É dever de todas as empresas atender às recomendações e às boas práticas de prevenção e segurança divulgadas pela ANPD, que divulga periodicamente guias orientativos. No caso dos agentes de pequeno porte, será possível estabelecer políticas simplificadas de segurança da informação contemplando os requisitos essenciais para o tratamento de dados pessoais com o objetivo de prevenir acidentes, destruição, perda, alteração ou qualquer tratamento inadequado ou ilícito.

Levando em consideração o exposto na resolução, no momento de contratar serviços de empresas de pequeno, médio e grande porte, a adequação à LGPD entra como um dos principais critérios, pois com o avanço dos processos virtuais de armazenamento, processamento e tratamento de dados é indispensável obter garantias de que suas informações estão sendo tratadas de forma correta conforme à lei. 

Para entender se a empresa na qual pretende contratar serviços está adequada à LGPD, é necessário seguir orientações publicadas na guia para usuários da ANPD, revisar as certificações sobre os processos de gestão da empresa e informar-se sobre as principais práticas relacionadas à segurança da informação.

(Leia também: LGPD: sanções e os cuidados na contratação de fornecedores)

Alerta 01/2022 sobre procedimentos de Segurança da Informação

Em janeiro, O Centro de Prevenção, Tratamento e Resposta a Incidentes Cibernéticos de Governo (CTIR) publicou o alerta 01/2022 sobre procedimentos de Segurança da Informação, se unindo ao esforço internacional de entidades parceiras na revisão de estratégias de segurança da informação.

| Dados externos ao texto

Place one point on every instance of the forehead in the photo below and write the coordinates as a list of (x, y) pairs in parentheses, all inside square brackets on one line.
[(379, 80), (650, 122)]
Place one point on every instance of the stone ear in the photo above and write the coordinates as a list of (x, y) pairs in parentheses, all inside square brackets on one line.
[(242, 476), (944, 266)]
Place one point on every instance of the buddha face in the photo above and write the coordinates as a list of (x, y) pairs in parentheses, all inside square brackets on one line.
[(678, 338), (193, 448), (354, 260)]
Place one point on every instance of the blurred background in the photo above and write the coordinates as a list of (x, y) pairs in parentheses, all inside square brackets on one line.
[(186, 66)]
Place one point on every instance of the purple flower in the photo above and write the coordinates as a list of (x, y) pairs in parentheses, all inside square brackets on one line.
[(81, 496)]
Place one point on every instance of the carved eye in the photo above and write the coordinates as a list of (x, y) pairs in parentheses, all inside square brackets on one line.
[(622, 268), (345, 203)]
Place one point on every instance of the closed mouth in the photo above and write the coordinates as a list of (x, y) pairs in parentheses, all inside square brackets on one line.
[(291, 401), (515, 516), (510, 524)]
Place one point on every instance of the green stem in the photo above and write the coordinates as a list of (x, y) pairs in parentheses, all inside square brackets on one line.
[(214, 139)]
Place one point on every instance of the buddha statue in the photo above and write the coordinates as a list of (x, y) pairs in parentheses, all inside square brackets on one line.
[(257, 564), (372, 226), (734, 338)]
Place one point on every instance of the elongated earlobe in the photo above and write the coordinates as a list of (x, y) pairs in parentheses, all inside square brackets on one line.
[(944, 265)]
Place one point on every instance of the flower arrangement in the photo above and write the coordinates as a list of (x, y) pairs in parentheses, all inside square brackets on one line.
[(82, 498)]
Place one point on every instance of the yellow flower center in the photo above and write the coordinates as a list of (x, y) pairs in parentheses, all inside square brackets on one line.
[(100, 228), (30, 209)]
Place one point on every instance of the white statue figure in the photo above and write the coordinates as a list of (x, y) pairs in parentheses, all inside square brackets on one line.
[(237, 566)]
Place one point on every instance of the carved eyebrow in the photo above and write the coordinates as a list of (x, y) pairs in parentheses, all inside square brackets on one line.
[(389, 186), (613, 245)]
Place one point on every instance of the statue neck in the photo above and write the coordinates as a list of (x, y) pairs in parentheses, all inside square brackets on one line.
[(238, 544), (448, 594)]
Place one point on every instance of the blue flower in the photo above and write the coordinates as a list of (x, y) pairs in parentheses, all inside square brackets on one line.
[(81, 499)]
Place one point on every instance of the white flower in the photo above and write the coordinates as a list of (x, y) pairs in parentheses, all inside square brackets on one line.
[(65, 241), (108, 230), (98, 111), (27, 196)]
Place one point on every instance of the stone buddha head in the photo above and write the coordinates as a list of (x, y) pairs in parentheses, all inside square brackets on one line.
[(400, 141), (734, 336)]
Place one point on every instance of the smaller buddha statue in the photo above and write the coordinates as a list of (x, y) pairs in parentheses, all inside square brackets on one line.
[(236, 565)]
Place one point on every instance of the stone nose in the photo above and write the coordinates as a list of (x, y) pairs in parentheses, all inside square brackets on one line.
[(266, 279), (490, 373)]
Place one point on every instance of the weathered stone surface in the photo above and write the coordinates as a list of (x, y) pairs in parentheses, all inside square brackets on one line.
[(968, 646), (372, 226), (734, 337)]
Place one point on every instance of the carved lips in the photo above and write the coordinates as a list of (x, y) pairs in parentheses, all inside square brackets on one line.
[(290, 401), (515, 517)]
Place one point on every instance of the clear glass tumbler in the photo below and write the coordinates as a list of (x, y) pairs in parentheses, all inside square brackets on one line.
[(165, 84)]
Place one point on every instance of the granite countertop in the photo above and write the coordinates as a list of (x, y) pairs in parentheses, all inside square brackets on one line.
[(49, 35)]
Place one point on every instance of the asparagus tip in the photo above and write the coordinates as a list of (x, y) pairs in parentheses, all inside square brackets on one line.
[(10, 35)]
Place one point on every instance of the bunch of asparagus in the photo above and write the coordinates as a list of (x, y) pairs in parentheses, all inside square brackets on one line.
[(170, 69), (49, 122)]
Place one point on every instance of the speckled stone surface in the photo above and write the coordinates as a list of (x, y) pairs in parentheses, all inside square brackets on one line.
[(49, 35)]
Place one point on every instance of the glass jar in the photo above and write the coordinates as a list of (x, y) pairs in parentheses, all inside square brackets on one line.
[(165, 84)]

O alerta incluiu uma série de recomendações para serem implementadas ou reforçadas nas empresas.

Dentre as principais ações, a ênfase na prevenção de ameaças internas foi um dos focos, com a recomendação de orientar e fiscalizar processos internos bem definidos para evitar os incidentes, assim como a realização de inventários constantemente sobre os ativos que se encontram na nuvem.

Outras ações recomendadas:

– Realizar auditorias periódicas em logs de acesso administrativo buscando por indícios de ações maliciosas ou uso indevido de credenciais;

– Implementar o uso de senhas fortes e diferentes para cada sistema e nível de privilégios adequados para cada função exercida, além de definir prazos para troca de senhas;

– Utilizar a autenticação em dois fatores ou multi-fatores e cancelar contas que não sejam mais utilizadas e bloquear usuários com inatividade;

– Utilizar recursos criptográficos no tratamento das informações e as restrições de acesso estabelecidas para o compartilhamento das informações.

Todas essas ações devem estar contempladas em processos que permitam criar uma cultura organizacional voltada para a segurança da informação nas empresas, pois ao se tratar de riscos e incidentes com possibilidades de danos graves sobre ativos e dados pessoais, a rigorosidade e o treinamento de todos os funcionários são extremamente necessários.